Being intuitive cooks that we are, measuring the ingredients and writing the recipe was one big challenge, but we did manage to complete the task and pen down the recipe…..
The pictures below are of the Kachori if one chooses to have them as a Kachori go ahead and deep fry them or else flatten and roll them in small parathas to have Lilva Ni Vedhmi. Serve it hot with Khajoor-Imli chutney.
Are you ready for guilt free indulgence……
Tuvar Na Lilva Ni VEDHMI
Ingredients
For crust dough
- 1 cup whole wheat flour/atta
- 3 tablespoons oil
- salt to taste
- water to make semi-stiff dough
For Lilva filling
- 1 + 1/2 cups fresh Tuvar Lilva/green pigeon peas
- 1 small boiled and grated potato
- 1 tablespoon sesame seeds
- 1.5 tablespoons coarsely ground green chilli and ginger
- 2 tablespoons green garlic shoots, very finely chopped
- 4 tablespoons oil
- a pinch of hing/asafoetida
- 1/4 teaspoon rai/mustard seeds
- 1/4 teaspoon jeera
- 1/4 teaspoon haldi/tumeric powder
- 1 tablespoon sugar
- 1 teaspoon lemon juice
- 1/4 teaspoon garam masala powder
- 1/4 cup fresh and finely chopped coriander
- 1/4 cup freshly grated coconut
- 1/4 cup cashews and raisins (chopped fro Vedhmi)
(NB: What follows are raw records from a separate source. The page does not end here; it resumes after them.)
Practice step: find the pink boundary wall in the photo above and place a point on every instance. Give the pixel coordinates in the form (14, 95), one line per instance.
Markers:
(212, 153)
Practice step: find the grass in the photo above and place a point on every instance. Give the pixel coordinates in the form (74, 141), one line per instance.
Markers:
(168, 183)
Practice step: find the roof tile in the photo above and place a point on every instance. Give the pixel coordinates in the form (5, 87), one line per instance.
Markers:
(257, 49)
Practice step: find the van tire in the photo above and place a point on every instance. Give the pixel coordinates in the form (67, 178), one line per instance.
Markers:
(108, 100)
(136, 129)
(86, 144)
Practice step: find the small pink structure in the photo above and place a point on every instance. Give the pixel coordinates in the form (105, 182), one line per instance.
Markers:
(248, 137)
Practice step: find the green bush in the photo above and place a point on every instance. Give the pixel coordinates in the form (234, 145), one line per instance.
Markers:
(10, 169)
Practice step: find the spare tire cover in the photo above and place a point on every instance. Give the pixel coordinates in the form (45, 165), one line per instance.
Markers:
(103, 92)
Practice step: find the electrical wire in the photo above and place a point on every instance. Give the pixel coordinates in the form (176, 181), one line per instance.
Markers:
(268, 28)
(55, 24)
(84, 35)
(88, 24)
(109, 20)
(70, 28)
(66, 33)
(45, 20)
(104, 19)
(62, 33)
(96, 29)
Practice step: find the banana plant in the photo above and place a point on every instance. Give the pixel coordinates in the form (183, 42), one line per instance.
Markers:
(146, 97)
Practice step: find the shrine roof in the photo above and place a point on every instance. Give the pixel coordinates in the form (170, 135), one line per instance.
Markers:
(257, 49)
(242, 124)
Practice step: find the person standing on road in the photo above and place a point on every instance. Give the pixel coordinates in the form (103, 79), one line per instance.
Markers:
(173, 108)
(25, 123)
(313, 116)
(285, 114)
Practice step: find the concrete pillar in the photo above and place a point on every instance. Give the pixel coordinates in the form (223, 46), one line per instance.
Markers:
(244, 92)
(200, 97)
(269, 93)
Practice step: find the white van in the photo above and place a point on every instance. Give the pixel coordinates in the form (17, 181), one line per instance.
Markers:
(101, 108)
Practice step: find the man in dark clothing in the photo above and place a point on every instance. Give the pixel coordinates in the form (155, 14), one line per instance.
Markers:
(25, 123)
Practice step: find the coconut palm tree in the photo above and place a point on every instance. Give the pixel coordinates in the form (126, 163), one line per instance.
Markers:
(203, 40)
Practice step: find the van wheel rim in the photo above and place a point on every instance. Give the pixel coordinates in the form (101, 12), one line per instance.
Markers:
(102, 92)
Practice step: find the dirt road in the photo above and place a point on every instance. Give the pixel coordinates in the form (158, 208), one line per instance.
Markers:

- A spring of curry leaves
- salt to taste
- Oil as preferred
Method
For the Crust dough
- In a mixing bowl bring all the ingredient together except water, rub the oil into the flour gradually add the water to form a semi-stiff dough. A tight dough gives a good crust to the Vedhmi.
- Let the dough rest for 30 minutes.
- After the rest divide the dough into lemon sized balls.
For the Lilva filling
- In a mixer grinder or chopper coarsely grind the tuvar lilva. Take care not to crush them or make them mushy.
- Heat the kadhai on medium flame.
- Add oil, rai, jeera, asafoetida, curry leaves, sesame seeds. chilli, ginger, garlic, haldi in quick succession. Keep the flame low, taking care not to burn the spices.
- Add cashews and raisins.
- Add the ground tuvar lilva and salt.
- Cook till done (around 7-10 minutes).
- Add the grated potato.
- Add sugar, lemon juice and garam masala.
- Give it a good mix and remove from fire.
- Allow it to cool.
- Add the coriander leaves and the grated coconut.
- Mix well.
- Once cool form lemon sized balls from the mixture
- You may shape the mix into Kachori or roll Vedhmi as preferred.
- Deep fry the Kachories…
- On a griddle dry roast the Vedhmi or fry them using very llittle oil as one fries stuffed parathas.
- Serve hot with Khajoor-Imli Chutney.